The open-plan interiors are a showcase for green materials. The floor of the lobby is made of 3/4-inch bamboo boards. Office floors are finished with cork beeswax, which absorbs fugitive noise in the large spaces. The bamboo, cork, and engineered wood are among the few exceptions to a design-team rule: building materials may originate no more than 300 miles from the site.
The office ceilings will stay exposed except for suspended trays of gypsum, (74 percent recycled) which hold the light fixtures.
Open offices were the only way to both ventilate and light the building naturally. Light sensors mounted throughout the offices judge when the daylight dims enough to turn up the electric lights. And temperature and humidity monitors outdoors suggest when the air is comfortable enough to activate the “Open Window” signs that hang in each office quadrant: Staff may then crank open the glass panels and let in fresh air. Roof dormers open mechanically to help draw air through the spaces. “This region isn’t the most suitable for natural ventilation,” Mella observes. “It’s a little humid. We estimate [the staff] will be able to use it about 10 percent of the year, based on our idea of thermal comfort. But knowing these people and how hands-on they are, they’ll probably use it a lot more than that.”

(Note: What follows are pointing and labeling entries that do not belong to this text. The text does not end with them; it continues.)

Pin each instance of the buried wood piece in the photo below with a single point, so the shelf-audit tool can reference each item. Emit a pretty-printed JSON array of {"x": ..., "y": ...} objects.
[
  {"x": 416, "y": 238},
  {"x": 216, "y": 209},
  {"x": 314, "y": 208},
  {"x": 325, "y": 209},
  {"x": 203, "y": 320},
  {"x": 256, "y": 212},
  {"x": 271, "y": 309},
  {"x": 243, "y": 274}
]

Although the building’s vital organs hide behind all the obvious amenities, they offer the most compelling signs of sustainability. Renewable energy sources supply about 34 percent of the building’s total load. The indoor air temperature is regulated by a “geo-exchange closed loop”: The heat pump connects to vertical wells that reach 300 feet into the ground to take advantage of the earth’s natural temperature of 55 degrees Fahrenheit, which helps to cool the building in summer and heat it in winter. The roof collects rainwater and directs it to one of the three 12,000-gallon cisterns for storage. From there, the water is filtered of particles, treated with chlorine, filtered again through carbon to remove the chlorine, and used for the sprinkler system as well as for hand washing, mop sinks, and laundry. (Local codes, however, prohibit using rainwater for drinking, cooking, or showering.) And in the restrooms (where occupancy sensors control the lights), the design team specified Clivus Multrum composting t oilets. All waste winds up in a large container beneath the building, where it is turned into fertilizer to be used on the site.

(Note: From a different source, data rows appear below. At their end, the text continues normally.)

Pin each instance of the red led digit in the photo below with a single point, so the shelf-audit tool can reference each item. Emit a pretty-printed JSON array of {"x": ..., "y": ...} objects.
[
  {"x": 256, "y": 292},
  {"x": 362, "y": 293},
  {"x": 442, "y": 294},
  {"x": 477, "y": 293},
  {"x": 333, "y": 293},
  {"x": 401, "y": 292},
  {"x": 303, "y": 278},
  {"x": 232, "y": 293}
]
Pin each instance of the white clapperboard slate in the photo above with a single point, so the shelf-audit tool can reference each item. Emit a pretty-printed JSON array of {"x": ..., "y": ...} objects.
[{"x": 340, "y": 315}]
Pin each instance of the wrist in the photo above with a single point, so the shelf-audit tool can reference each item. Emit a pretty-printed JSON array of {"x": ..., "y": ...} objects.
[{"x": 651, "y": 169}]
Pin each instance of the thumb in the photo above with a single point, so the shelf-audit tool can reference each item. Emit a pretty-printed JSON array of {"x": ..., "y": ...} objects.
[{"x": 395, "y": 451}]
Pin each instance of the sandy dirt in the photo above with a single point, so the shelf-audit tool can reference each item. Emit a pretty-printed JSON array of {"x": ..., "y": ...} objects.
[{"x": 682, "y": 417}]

As the CBF staff moved into their offices in early December, Foster began verifying that all the building’s systems perform as designed. The CBF will use the “Bonneville” standards for building performance, set by the city of Bonneville, California, which are among the strictest in the nation. The U.S. Department of Energy, Foster says, has offered to monitor the building systems over the long term, which is fine with him. “We see part of the purpose of the building as providing a [teaching] tool,” Foster explains. “Green buildings as green buildings are not the CBF’s mission. Our mission is to save the bay.” And now the foundation’s staff can turn its full attention back to that majestic body of water, which slowly changes colors throughout the day.